Our DevOps team sprang into action:

 

  • Checked GitHub commits and CI logs to trace when the deletion occurred
     

  • Searched for file names and paths from old database references and application logs
     

  • Dug through all local development machines and deployment terminals used by our team to recover cached or previously uploaded images
     

  • Manually reviewed and designed new images for blog posts to replace the missing ones

 

In the end, we managed to recover about 70% of the media files.
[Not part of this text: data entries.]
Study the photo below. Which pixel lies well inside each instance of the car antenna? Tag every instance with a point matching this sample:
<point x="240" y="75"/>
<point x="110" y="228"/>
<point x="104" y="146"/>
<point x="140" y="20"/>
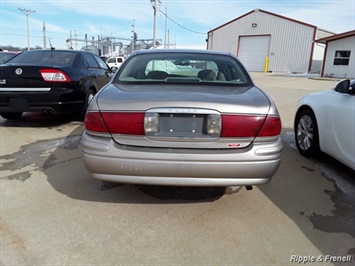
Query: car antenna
<point x="50" y="43"/>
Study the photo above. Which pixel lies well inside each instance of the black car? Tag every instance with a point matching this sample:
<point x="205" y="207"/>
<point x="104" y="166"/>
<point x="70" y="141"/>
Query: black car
<point x="54" y="81"/>
<point x="4" y="56"/>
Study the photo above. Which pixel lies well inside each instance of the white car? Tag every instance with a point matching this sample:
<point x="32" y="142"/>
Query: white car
<point x="115" y="61"/>
<point x="325" y="121"/>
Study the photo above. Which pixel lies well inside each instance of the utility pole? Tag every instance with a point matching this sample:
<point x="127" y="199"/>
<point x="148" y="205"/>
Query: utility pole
<point x="166" y="23"/>
<point x="155" y="21"/>
<point x="27" y="12"/>
<point x="44" y="36"/>
<point x="134" y="36"/>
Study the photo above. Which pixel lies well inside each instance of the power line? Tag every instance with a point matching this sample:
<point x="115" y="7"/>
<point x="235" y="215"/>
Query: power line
<point x="181" y="26"/>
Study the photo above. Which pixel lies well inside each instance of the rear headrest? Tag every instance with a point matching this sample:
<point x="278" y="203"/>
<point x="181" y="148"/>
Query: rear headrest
<point x="207" y="74"/>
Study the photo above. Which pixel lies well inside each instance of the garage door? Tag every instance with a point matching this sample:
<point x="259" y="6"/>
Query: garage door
<point x="253" y="50"/>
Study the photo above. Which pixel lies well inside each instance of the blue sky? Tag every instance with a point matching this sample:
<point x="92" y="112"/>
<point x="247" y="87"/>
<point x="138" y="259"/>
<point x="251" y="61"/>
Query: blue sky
<point x="188" y="23"/>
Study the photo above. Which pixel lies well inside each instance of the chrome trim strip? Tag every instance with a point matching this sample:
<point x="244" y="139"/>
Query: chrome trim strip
<point x="182" y="110"/>
<point x="25" y="89"/>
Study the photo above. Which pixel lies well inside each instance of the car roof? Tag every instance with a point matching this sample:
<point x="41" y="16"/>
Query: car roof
<point x="199" y="51"/>
<point x="60" y="50"/>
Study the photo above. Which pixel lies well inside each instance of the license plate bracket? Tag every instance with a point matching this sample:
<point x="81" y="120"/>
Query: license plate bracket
<point x="175" y="124"/>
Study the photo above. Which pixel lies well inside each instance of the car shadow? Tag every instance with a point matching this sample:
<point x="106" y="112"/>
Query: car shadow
<point x="318" y="194"/>
<point x="39" y="119"/>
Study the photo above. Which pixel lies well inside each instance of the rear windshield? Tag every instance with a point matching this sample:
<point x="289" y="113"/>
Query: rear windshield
<point x="189" y="68"/>
<point x="42" y="57"/>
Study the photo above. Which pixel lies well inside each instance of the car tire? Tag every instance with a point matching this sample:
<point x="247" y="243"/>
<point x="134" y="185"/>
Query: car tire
<point x="12" y="116"/>
<point x="306" y="133"/>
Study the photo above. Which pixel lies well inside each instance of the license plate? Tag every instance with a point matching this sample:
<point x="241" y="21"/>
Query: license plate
<point x="182" y="124"/>
<point x="18" y="102"/>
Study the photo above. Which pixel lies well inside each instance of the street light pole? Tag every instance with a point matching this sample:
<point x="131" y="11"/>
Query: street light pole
<point x="27" y="12"/>
<point x="155" y="22"/>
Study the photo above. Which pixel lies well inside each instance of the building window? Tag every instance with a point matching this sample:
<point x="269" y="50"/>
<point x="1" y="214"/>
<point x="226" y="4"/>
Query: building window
<point x="341" y="58"/>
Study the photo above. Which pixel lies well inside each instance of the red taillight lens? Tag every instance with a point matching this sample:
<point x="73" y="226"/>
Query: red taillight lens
<point x="124" y="123"/>
<point x="54" y="75"/>
<point x="239" y="126"/>
<point x="93" y="122"/>
<point x="243" y="126"/>
<point x="271" y="127"/>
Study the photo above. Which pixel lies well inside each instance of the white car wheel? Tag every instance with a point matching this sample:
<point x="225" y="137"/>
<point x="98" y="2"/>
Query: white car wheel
<point x="306" y="133"/>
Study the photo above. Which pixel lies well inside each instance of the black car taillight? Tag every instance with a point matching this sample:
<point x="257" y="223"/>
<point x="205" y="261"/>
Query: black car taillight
<point x="54" y="75"/>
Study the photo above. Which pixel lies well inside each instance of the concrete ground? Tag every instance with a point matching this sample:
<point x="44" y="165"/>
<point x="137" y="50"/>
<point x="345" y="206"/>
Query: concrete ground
<point x="54" y="213"/>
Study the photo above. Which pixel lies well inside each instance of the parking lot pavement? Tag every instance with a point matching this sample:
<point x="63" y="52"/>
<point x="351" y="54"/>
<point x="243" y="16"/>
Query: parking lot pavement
<point x="52" y="212"/>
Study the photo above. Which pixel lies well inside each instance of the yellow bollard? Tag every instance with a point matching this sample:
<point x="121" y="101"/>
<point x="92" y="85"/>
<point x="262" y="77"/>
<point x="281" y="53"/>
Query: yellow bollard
<point x="266" y="64"/>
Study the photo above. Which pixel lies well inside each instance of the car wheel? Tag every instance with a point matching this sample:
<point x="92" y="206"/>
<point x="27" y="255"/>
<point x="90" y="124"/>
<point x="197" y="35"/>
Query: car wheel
<point x="13" y="116"/>
<point x="306" y="133"/>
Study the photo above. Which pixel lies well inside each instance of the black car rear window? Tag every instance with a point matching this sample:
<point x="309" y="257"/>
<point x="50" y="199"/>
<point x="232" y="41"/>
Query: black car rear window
<point x="44" y="57"/>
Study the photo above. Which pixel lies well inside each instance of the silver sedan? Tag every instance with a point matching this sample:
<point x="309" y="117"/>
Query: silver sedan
<point x="182" y="118"/>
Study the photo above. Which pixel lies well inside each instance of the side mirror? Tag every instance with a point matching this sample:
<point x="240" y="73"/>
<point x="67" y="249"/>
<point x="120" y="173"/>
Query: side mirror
<point x="343" y="86"/>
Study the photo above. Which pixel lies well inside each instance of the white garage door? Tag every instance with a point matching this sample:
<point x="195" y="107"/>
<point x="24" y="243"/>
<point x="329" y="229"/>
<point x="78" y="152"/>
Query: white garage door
<point x="253" y="50"/>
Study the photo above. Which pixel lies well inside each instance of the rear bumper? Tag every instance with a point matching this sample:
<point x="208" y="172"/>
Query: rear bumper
<point x="53" y="100"/>
<point x="106" y="160"/>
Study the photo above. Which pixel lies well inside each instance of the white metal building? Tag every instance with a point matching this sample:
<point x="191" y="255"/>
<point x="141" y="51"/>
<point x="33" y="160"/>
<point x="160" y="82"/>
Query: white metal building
<point x="287" y="44"/>
<point x="339" y="56"/>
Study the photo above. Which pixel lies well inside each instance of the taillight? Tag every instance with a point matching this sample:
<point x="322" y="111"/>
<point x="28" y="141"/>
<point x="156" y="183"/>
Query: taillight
<point x="242" y="126"/>
<point x="54" y="75"/>
<point x="93" y="122"/>
<point x="271" y="127"/>
<point x="124" y="123"/>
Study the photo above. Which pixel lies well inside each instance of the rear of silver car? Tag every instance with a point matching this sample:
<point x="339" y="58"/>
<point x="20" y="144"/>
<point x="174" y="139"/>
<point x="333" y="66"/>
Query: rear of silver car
<point x="182" y="135"/>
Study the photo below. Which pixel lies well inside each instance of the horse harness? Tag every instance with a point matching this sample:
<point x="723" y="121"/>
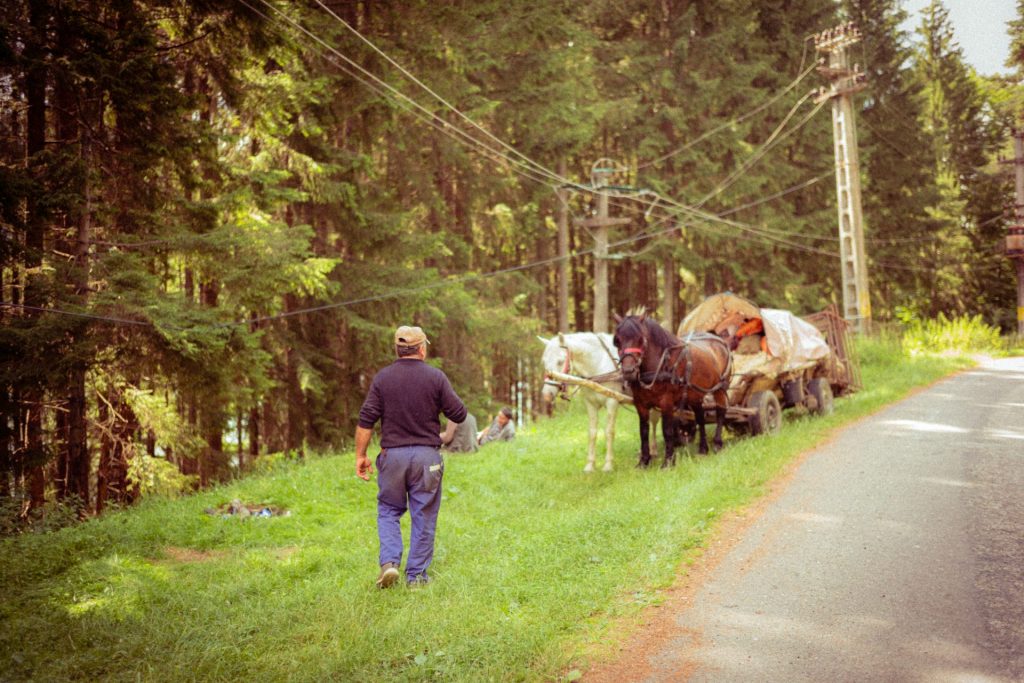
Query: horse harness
<point x="672" y="375"/>
<point x="567" y="367"/>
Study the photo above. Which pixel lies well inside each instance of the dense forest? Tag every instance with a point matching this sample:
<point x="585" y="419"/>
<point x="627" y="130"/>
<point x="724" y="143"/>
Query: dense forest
<point x="215" y="212"/>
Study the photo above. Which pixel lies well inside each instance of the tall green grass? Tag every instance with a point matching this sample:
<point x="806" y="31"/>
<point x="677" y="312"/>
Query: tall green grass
<point x="535" y="564"/>
<point x="956" y="335"/>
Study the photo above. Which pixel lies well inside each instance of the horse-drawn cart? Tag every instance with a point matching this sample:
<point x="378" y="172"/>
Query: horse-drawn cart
<point x="780" y="360"/>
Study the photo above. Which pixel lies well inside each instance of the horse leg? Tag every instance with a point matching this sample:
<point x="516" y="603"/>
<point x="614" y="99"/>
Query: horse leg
<point x="644" y="415"/>
<point x="699" y="416"/>
<point x="669" y="430"/>
<point x="611" y="409"/>
<point x="721" y="400"/>
<point x="592" y="436"/>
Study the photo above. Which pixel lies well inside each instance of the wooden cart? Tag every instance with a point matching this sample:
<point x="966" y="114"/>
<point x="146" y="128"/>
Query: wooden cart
<point x="764" y="384"/>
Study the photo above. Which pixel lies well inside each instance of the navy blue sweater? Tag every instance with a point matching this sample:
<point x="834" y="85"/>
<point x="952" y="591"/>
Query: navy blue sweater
<point x="407" y="396"/>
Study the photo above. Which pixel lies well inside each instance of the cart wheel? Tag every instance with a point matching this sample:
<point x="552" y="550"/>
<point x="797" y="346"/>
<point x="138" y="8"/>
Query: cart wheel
<point x="768" y="418"/>
<point x="821" y="390"/>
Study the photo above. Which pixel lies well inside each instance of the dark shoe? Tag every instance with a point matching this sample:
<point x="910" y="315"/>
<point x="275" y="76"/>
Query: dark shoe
<point x="389" y="574"/>
<point x="418" y="582"/>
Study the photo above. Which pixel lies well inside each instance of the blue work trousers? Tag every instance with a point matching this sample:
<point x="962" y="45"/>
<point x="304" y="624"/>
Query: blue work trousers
<point x="409" y="477"/>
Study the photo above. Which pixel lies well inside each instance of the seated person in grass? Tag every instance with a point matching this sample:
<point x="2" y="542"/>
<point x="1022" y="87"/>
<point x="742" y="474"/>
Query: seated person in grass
<point x="461" y="437"/>
<point x="502" y="429"/>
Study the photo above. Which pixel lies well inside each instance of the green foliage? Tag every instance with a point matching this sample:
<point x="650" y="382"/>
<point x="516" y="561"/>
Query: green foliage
<point x="156" y="476"/>
<point x="955" y="335"/>
<point x="177" y="593"/>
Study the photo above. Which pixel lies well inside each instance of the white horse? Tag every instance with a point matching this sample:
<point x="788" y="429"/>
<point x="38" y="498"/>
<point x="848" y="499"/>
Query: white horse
<point x="585" y="354"/>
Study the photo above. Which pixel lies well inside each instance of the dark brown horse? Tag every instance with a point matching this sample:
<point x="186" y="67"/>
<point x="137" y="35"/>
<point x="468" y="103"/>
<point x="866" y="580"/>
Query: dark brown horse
<point x="669" y="373"/>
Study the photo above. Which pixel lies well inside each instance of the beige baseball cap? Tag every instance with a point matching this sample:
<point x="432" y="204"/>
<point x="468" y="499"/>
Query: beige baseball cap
<point x="408" y="336"/>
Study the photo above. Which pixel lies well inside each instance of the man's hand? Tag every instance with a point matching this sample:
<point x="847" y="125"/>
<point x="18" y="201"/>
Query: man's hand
<point x="364" y="468"/>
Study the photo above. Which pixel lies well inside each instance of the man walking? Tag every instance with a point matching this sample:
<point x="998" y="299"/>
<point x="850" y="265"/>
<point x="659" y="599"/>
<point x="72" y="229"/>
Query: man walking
<point x="407" y="397"/>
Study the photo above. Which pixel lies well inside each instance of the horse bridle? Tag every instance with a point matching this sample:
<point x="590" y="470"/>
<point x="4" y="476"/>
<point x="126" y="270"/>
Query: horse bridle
<point x="566" y="367"/>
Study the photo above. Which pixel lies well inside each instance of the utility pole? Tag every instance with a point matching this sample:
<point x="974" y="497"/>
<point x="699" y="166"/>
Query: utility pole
<point x="1015" y="238"/>
<point x="563" y="254"/>
<point x="844" y="82"/>
<point x="598" y="225"/>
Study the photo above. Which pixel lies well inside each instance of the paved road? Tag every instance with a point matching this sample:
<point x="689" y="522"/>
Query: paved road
<point x="895" y="554"/>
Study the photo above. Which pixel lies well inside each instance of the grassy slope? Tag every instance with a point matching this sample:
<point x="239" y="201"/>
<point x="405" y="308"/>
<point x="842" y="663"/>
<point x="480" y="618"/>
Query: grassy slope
<point x="534" y="558"/>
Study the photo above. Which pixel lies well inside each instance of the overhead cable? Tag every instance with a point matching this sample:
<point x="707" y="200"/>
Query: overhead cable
<point x="731" y="122"/>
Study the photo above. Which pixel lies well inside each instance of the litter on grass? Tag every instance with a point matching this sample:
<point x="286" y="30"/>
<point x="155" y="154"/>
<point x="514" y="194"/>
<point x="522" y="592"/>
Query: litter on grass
<point x="243" y="510"/>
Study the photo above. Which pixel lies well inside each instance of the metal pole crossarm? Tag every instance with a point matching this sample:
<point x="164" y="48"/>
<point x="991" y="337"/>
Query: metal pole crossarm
<point x="846" y="80"/>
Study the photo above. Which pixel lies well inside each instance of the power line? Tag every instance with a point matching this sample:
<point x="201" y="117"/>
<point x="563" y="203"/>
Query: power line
<point x="787" y="190"/>
<point x="530" y="172"/>
<point x="432" y="119"/>
<point x="439" y="98"/>
<point x="731" y="122"/>
<point x="439" y="284"/>
<point x="772" y="140"/>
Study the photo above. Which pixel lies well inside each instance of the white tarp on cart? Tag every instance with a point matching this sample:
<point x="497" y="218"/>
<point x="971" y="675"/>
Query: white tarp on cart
<point x="792" y="341"/>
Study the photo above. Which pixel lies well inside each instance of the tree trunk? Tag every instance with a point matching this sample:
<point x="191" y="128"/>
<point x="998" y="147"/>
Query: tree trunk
<point x="253" y="433"/>
<point x="6" y="463"/>
<point x="35" y="89"/>
<point x="79" y="458"/>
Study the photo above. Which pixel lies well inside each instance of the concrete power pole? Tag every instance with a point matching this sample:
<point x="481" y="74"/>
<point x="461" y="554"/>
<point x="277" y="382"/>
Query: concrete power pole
<point x="1015" y="239"/>
<point x="844" y="81"/>
<point x="598" y="225"/>
<point x="563" y="255"/>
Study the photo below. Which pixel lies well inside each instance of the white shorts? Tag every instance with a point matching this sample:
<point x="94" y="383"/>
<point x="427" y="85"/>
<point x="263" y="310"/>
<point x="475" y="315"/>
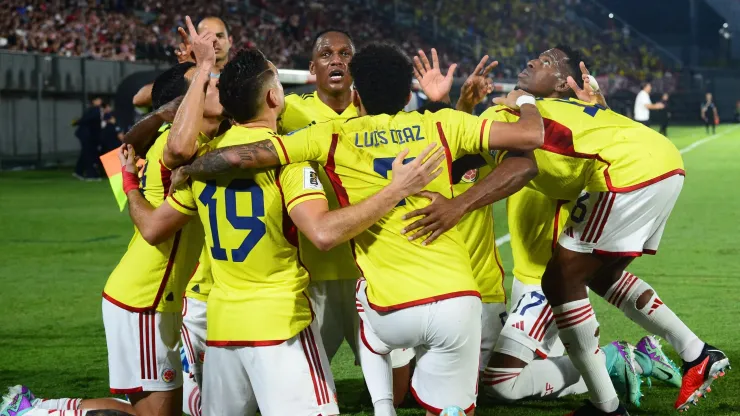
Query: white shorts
<point x="193" y="334"/>
<point x="446" y="338"/>
<point x="292" y="378"/>
<point x="333" y="303"/>
<point x="530" y="326"/>
<point x="621" y="224"/>
<point x="493" y="318"/>
<point x="143" y="351"/>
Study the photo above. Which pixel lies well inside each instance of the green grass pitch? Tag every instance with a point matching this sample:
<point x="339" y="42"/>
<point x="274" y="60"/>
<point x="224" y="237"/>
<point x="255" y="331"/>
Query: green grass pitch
<point x="60" y="238"/>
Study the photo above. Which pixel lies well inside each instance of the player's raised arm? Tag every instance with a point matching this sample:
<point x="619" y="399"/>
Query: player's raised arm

The remaining 30% were irretrievably lost, mostly blog-related images, which luckily didn’t affect user-critical functionality.

 

But this could’ve been much worse.

 

Key Lessons Learned (and You Should Too)

 

This story isn’t unique but the pain is very real. Here’s what we took away:

 

1. NEVER Use Production Data or Keys on a Dev/Test Server

 

Your dev environment should be completely isolated from production:

 

  • Different databases
     

  • Different file paths
     

  • Different environment variables (no production S3 bucket keys, please!)

 

2. Always Backup Before You Touch Deployment

 

Even for dev servers, if they carry any important or shared data, automate backups before any deployment. If the server is small, you can even create a quick tarball backup script.

 

“No one regrets having too many backups.”

 

3. Do Not Reuse Shared Infrastructure for Testing

 

Avoid using the same server (or shared folders) for both testing and production workloads. If resources are limited, at least use isolated containers, VMs, or mount points.

 

4. Enforce Review and Approval Process

 

Interns (and even full-time engineers) should always:

 

  • Submit deployment configuration changes through PRs.
     

  • Tag senior team members for review.
     

  • Confirm target environments and file paths before deploying.

 

5. Build a Safety Net Into CI/CD Pipelines

 

Add these safeguards:

 

  • Dry-run or staging mode before actual deployment.
     

  • Conditional deployment logic (if checks for branch, env, or directory).
     

  • Logging and alerts for file operations.

 

6. Document and Version Your Deployment Config

 

If something breaks, having version-controlled infrastructure lets you:

 

  • Trace changes quickly
     

  • Revert if needed
     

  • Learn from mistakes

 

Final Thoughts

 

DevOps isn’t just about automation - it’s about safe automation.

 

This incident reminded us how a tiny misconfiguration can ripple into huge data loss, even from the best intentions.

 

We’re grateful it was just blog images. But next time, it could be something worse.

 

Let this story be a cautionary tale and a checklist for your team.